Çünkü ben yarı sağırım. Yarı sağırlık iyi ama her zaman değil. Bazı zamanlar tam sağır veya hiç sağır olmak istiyorum. Bazı zamanlar da yarı sağır olmanın bana en uygun durum olduğunu düşünüyorum. Olduğumla mutlu olmayı seviyorum. Olduğumla mutlu olduğuma mutlu oluyorum. Böyle bir döngü var. Hayatın döngüsü. Kimisinde tersine işliyor.

Sakin adımlarla geleceğe yürümek isterdim.
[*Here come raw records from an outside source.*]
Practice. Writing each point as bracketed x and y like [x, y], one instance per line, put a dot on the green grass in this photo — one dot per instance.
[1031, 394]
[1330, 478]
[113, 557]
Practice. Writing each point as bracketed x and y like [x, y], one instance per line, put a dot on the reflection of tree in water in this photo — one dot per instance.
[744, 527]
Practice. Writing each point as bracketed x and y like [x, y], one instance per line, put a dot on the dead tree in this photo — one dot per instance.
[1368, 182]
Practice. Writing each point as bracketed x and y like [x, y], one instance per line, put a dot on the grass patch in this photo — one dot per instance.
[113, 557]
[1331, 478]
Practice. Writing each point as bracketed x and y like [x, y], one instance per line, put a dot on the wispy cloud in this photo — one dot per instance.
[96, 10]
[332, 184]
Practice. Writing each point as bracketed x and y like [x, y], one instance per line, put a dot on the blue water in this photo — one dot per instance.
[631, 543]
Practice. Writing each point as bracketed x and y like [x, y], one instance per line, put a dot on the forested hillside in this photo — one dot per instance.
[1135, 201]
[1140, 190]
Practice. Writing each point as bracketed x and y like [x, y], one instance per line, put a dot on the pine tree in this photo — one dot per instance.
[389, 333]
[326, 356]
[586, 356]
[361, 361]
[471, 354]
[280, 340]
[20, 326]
Öyle olmadı. Beni yürütmüyorlar. Yürüyen ben değilim. Bir gölge. Neyin gölgesi, kim bu kukla oynatan? Ben değilim. Benim bildiğim ben değilim. Benim bildiğim ben olamam. Ben kendimi bilseydim, kendini bilen ben olamazdım.

İnsanın varoluşu, bildiklerinden kendini ayırmasıyla başlıyor. Varoluş kelimesinde bir varoşluk var. Kendini oluşun merkezinden alıp, başka bir yere koyuyorsun. Bildiğin yerlerin hepsini unut. Ne dediğimin önemi yok.

Varoluş sancılarının büyük ölçüde kendine itiraf edemediğin veyahut söylemeye bile utandığın arzulardan kaynaklandığını düşünürüm. Hepimiz biraz narsistiz diyor kitapta. Evet, hepimizde biraz, bazılarından biraz daha fazla. İnsan kendi narsizminin farkına vardıkça ondan kurtulur mu? Bazılarına narsizm doğal da geliyor olmalı. Farkındayım ve narsistim. Farkındayım ve artırıyorum.

İnsan narsist ve hayatında arzularının temelinde bu narsizmi doyurabilmek yer alıyor. Benden başka ben yok, tüm dünya benim etrafımda dönüyor. Bu mesajı yakalarsan, o insanın narsizmine hitap edebilen bir şeyler üretirsen satıyorsun. Benden başka ben yok, ben onlardan değilim.

Sosyal sinyaller bunun için önemli. Verdiğimizin farkında olduğumuz ve bazen de olmadığımız sinyaller. Bu sinyaller tüm hayatın akışını belirliyor.

Fasya dokularında gezinen elektriğin qi dedikleri yaşam enerjisi olduğunu söylüyorlar. Bunun gibi sosyal sinyaller de toplumun qi'si. İnsanların arasındaki sinyal alışverişi ve bunların hangi yöne gittiği, toplumun akışını, sağlığını belirliyor. Qi'si bozuk bir toplumun verdiği sinyaller de bayağı ve ucuz oluyor, temelsiz ve batıl.

Bizim sinyallerimiz ne alemde?

Qi'nin akması lazım. Doğru akması, doğru yerlerden alıp doğru yerlere akması. Bizim qi iyi akmıyor. Tıkanıklıklar var, doğru sözleri konuşamıyoruz, doğru olanı yapamıyoruz.